EASTHAM — The select board granted an all-alcohol liquor license for Willy’s World Wellness & Conference Center, doing business as Grateful Café, on July 12, just days before a scheduled Alcoholic Beverages Control Commission (ABCC) hearing on owner Barbara Niggel’s appeal of the board’s Jan. 4 denial of the license renewal.
“The ABCC encouraged the Town and the applicant to attempt to resolve any differences so that the license could be issued,” Town Administrator Jacqui Beebe wrote in a memo to the board.

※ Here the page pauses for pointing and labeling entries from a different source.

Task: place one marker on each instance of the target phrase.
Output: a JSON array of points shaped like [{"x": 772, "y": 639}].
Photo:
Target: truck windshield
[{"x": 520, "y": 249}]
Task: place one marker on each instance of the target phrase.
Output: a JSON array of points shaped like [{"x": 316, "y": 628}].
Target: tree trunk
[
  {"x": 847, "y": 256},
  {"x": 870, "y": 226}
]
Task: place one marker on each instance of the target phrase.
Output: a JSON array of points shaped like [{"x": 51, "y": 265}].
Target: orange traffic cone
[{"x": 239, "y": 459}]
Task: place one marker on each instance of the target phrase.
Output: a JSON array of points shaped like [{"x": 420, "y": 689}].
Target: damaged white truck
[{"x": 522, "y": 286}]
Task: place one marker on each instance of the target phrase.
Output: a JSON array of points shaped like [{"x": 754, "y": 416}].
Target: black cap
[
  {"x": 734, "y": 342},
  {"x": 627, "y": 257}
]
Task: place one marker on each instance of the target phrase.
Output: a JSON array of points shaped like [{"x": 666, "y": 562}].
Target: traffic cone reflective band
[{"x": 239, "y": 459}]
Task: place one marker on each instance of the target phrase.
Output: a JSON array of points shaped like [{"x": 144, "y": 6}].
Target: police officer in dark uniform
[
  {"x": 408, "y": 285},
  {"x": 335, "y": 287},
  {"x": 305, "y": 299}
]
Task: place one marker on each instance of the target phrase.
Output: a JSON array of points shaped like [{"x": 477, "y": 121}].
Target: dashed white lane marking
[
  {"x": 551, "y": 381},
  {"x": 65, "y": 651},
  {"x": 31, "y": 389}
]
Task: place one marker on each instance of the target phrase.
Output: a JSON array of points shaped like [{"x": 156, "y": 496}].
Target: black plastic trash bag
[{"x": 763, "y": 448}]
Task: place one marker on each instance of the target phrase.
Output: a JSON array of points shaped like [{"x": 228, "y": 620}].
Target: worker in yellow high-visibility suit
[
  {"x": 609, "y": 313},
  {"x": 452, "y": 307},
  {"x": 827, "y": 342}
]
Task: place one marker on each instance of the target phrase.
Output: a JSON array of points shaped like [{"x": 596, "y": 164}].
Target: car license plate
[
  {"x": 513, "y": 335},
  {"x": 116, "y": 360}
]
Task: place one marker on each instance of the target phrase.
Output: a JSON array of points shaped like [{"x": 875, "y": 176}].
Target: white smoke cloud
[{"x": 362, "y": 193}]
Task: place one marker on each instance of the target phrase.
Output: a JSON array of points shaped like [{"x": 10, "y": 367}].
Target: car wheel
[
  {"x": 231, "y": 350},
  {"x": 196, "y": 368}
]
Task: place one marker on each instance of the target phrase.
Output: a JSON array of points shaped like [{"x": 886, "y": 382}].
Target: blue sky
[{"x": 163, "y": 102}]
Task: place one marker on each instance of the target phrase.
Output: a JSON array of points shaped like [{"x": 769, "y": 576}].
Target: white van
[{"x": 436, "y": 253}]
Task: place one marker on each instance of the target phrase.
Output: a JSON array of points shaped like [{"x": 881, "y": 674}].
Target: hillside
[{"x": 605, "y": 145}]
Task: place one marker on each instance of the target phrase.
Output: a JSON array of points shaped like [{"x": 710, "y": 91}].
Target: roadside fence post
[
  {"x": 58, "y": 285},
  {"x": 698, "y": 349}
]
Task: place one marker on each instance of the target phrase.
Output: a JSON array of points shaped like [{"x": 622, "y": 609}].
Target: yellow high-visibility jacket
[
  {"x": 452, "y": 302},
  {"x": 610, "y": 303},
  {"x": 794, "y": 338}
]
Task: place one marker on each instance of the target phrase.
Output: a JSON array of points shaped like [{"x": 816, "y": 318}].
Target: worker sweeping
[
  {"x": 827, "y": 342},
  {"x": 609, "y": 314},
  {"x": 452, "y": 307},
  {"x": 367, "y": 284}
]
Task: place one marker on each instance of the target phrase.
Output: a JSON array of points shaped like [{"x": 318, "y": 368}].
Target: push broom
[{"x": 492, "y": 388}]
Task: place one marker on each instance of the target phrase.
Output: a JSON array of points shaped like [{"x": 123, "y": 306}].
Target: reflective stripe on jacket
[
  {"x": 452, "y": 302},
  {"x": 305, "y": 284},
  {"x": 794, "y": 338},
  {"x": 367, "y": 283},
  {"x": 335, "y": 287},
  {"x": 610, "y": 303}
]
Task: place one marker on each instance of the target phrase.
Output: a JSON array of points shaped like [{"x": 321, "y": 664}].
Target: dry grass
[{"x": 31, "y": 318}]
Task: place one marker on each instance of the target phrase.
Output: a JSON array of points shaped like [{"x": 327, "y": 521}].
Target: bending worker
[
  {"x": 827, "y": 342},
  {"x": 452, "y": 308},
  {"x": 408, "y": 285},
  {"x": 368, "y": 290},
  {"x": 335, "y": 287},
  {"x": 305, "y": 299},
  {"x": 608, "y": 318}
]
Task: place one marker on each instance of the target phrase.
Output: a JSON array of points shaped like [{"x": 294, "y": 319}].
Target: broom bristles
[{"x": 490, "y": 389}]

At the January hearing, Beebe had cited the relocation of the bar and tables from an area adjacent to the kitchen to an area closer to the front entrance on the same floor as a “different license premise,” requiring an application for a new license instead of a renewal. She also argued that Willy’s was no longer functioning as a restaurant.
Niggel’s attorney, Ben Zehnder, argued at the Jan. 4 hearing that food did not have to be hot or prepared on a “particular type of stove” and the relocated service area was within the same floor area with the same exits and entrances.
Since that hearing, Niggel applied for a new food permit to allow the business to heat and serve meals. A common victualler’s license for the property was approved by the board in April.
“We gave her the common vic because she did go through the process with Suzie [Assistant Health Agent Susan Barker], upgraded the kitchen, got the warming devices that she needed to get, and she is permitted for the food,” said Beebe at the July 12 meeting.
Niggel agreed, as part of the all-alcohol license, that alcohol service would be confined to the 34 seats shown in the seating plan submitted to the board, that customers may not consume or possess alcohol outside the service area, that alcohol will be locked and inaccessible when not being served, that a TIPS (Training for Intervention Procedures) certified employee will have visual control over the service area and will ask the front desk person to observe the area when temporarily away, and that the hours of operation would be 11 a.m. to 11 p.m.
“Basically, we’re not asking this applicant to do anything that we don’t ask a normal all-alcohol permit to have, but it is new to this establishment, so we just wanted to make sure we have those guidelines in place,” Beebe explained.
“I know we had concerns about where it was going to be located and make sure it was staffed and manned, and it seems those asks were presented,” said board vice chair Aimee Eckman.